HeadlinesBriefing favicon HeadlinesBriefing.com

Agentic AI Governance: From Toddler Steps to Enterprise Scale

MIT Technology Review AI •
×

The rapid evolution of generative AI from simple chatbots to autonomous agents has created a governance crisis for enterprises. Just as parents must childproof their homes when toddlers learn to walk, businesses now face the challenge of securing AI systems that operate at machine speed without human oversight. The introduction of no-code tools and platforms like OpenClaw in late 2025 marked AI's transition from crawling to sprinting.

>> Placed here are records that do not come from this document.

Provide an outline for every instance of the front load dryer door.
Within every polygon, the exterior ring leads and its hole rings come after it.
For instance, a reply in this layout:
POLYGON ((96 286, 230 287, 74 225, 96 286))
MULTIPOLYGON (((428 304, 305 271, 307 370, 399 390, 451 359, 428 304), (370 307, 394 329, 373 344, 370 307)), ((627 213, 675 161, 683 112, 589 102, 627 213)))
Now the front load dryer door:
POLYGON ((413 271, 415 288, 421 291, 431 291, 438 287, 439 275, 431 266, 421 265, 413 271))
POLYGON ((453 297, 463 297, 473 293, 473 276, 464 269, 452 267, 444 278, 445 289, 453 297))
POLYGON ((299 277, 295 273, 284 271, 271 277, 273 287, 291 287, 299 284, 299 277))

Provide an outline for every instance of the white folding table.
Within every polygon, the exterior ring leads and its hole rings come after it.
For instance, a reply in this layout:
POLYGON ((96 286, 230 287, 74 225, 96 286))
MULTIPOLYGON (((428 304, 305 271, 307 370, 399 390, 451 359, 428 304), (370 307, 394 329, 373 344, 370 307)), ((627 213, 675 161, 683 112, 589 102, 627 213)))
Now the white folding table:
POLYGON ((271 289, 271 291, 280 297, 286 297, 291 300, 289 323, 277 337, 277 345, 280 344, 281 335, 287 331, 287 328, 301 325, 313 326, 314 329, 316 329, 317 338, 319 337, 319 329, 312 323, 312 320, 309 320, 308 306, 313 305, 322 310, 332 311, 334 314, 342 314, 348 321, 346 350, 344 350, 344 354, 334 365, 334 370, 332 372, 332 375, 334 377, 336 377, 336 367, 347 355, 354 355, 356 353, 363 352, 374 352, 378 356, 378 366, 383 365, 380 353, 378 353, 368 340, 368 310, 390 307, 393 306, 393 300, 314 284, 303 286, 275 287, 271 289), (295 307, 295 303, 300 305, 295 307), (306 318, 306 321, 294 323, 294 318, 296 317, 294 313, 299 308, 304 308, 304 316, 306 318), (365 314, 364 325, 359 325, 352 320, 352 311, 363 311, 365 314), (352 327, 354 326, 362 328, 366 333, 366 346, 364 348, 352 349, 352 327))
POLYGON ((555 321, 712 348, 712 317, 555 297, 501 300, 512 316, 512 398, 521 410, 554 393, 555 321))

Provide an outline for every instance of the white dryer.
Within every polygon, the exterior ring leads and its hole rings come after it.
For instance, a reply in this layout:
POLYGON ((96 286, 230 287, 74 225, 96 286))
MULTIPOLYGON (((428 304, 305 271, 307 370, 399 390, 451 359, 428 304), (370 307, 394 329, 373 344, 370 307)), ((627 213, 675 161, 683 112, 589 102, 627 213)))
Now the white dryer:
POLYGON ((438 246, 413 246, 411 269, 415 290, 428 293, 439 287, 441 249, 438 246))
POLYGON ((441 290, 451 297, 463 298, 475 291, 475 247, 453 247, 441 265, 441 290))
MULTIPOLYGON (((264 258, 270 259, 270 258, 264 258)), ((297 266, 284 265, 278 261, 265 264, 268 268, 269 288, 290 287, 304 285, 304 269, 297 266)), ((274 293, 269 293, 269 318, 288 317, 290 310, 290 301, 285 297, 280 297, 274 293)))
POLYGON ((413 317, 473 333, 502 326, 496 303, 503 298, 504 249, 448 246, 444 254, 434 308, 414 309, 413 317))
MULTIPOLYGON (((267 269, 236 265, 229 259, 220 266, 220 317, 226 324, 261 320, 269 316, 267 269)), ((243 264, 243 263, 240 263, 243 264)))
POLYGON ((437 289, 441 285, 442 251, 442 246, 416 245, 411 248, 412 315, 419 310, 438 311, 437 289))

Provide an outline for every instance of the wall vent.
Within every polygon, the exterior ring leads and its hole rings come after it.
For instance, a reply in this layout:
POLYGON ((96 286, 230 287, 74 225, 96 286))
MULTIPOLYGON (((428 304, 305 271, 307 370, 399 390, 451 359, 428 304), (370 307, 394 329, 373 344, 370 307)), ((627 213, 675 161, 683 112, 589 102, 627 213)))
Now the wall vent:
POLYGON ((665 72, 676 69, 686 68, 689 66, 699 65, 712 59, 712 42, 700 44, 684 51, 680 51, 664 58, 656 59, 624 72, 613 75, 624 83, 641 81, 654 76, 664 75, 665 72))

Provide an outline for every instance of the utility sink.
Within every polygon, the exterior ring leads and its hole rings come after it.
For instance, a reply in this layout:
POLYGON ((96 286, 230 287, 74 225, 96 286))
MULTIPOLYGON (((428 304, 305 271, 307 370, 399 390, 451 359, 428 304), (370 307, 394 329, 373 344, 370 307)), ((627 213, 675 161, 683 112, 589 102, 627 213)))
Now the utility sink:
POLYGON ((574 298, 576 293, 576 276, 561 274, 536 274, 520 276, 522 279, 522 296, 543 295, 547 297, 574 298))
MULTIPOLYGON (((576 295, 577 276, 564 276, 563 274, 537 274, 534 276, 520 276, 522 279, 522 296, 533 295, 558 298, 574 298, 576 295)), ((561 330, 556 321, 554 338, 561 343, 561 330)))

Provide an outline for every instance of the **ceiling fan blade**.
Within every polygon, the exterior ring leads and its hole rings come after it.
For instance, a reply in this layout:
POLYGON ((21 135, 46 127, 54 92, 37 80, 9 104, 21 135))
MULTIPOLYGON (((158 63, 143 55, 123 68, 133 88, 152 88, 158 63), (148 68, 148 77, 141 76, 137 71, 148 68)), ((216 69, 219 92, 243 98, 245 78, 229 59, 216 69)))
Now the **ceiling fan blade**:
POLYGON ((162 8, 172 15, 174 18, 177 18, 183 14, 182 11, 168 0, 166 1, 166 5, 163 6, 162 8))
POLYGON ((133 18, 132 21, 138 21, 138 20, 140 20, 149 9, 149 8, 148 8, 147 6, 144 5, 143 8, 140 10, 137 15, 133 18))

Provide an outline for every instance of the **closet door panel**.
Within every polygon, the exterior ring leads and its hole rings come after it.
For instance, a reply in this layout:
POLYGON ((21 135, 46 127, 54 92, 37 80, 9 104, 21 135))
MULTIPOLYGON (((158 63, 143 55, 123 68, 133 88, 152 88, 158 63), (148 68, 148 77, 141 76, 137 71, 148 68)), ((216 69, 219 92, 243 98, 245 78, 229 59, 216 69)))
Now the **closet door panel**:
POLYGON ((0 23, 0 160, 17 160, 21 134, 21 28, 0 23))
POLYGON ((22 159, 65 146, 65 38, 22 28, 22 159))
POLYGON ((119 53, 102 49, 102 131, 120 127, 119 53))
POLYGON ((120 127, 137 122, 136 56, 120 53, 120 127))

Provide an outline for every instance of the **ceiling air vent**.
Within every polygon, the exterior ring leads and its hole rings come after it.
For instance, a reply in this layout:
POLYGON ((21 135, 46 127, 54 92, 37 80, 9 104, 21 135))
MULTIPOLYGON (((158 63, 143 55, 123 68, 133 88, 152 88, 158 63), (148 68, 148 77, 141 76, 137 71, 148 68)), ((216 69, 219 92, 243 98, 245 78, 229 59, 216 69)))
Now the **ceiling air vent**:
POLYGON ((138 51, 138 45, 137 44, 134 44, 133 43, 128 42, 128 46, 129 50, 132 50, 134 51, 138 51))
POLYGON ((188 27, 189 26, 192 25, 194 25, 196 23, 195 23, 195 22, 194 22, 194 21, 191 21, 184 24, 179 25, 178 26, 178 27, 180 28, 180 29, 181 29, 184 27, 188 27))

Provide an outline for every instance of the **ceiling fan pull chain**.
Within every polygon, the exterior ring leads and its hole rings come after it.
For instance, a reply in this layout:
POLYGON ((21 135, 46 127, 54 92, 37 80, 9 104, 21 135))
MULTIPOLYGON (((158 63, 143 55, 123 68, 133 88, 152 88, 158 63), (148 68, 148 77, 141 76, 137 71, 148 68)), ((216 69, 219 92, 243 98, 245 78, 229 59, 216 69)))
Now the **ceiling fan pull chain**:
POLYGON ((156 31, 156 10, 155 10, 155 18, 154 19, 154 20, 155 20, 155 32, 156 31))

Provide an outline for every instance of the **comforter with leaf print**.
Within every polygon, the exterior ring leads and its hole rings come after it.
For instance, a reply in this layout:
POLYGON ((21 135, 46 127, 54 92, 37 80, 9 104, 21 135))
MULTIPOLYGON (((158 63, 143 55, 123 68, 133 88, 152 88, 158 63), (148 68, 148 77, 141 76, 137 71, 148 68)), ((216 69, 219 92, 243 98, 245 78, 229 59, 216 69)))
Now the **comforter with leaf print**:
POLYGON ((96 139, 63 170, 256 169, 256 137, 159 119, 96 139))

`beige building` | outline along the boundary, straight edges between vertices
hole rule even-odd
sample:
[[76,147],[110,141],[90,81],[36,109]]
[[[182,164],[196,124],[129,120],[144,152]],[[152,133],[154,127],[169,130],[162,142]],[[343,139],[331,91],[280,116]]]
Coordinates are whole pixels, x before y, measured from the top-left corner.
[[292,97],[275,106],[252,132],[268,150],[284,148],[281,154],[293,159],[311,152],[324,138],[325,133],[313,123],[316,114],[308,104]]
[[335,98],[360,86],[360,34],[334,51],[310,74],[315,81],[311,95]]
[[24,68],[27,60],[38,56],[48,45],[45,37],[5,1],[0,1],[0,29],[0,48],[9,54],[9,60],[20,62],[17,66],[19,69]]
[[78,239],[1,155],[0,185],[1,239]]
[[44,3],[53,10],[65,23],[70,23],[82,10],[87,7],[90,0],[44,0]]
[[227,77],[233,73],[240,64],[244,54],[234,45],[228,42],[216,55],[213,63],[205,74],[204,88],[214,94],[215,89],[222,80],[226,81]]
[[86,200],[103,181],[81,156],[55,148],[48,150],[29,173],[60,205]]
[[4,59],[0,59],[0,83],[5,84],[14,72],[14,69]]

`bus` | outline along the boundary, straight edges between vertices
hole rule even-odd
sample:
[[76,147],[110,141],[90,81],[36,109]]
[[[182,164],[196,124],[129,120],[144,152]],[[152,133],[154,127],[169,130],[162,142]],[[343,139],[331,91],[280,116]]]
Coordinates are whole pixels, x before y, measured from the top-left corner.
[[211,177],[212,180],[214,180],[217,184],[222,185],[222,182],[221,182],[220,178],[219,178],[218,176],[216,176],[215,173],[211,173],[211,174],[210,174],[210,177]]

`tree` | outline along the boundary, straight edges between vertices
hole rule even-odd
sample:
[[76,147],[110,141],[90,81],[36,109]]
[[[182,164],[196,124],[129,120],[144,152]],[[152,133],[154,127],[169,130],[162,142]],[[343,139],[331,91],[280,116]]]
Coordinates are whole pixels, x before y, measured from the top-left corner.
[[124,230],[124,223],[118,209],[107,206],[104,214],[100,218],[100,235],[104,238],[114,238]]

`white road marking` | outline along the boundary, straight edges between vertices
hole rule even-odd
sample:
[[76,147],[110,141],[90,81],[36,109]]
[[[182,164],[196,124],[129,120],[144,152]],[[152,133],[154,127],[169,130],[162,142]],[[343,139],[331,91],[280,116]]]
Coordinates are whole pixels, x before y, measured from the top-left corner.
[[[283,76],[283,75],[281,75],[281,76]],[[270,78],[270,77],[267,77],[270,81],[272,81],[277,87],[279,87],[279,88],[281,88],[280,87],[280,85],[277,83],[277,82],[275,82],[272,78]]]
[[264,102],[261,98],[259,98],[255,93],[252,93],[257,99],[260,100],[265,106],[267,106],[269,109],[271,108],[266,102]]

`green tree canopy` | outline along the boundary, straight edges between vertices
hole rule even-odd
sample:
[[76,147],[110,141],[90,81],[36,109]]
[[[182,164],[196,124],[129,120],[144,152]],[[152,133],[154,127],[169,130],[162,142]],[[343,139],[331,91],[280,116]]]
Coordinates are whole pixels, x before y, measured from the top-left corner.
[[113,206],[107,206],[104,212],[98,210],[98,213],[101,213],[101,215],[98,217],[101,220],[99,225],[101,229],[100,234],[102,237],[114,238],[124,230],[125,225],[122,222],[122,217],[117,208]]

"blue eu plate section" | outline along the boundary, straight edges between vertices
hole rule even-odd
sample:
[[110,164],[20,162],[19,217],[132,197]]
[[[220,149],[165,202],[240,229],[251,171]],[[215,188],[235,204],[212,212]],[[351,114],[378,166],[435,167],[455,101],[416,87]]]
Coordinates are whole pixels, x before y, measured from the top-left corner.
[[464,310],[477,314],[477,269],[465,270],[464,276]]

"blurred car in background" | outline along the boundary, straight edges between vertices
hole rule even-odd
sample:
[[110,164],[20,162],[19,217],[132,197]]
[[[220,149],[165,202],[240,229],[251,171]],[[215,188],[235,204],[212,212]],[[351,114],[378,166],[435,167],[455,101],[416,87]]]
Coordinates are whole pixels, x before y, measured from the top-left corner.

Traditional governance focused on model output risks with humans in the loop for consequential decisions like loan approvals. But autonomous agents now operate in complex workflows where decisions happen too quickly for human review. California's AB 316 law, effective January 1, 2026, reinforces this reality by removing the "AI did it" defense for liability. Organizations must build operational governance directly into workflows rather than relying on post-hoc policy committees.

Without proper guardrails, autonomous agents can drift beyond authorized permissions, create zombie projects that waste resources, or generate costs that spiral out of control. A single agent session can cost up to $100,000 in token usage. Enterprises need proactive discovery, oversight, and retirement plans for employee-created agents. Financial optimization must be built into governance from day one, as AI costs scale with usage rather than following predictable software licensing models. The future of enterprise AI depends on embedding governance into code rather than treating it as an afterthought.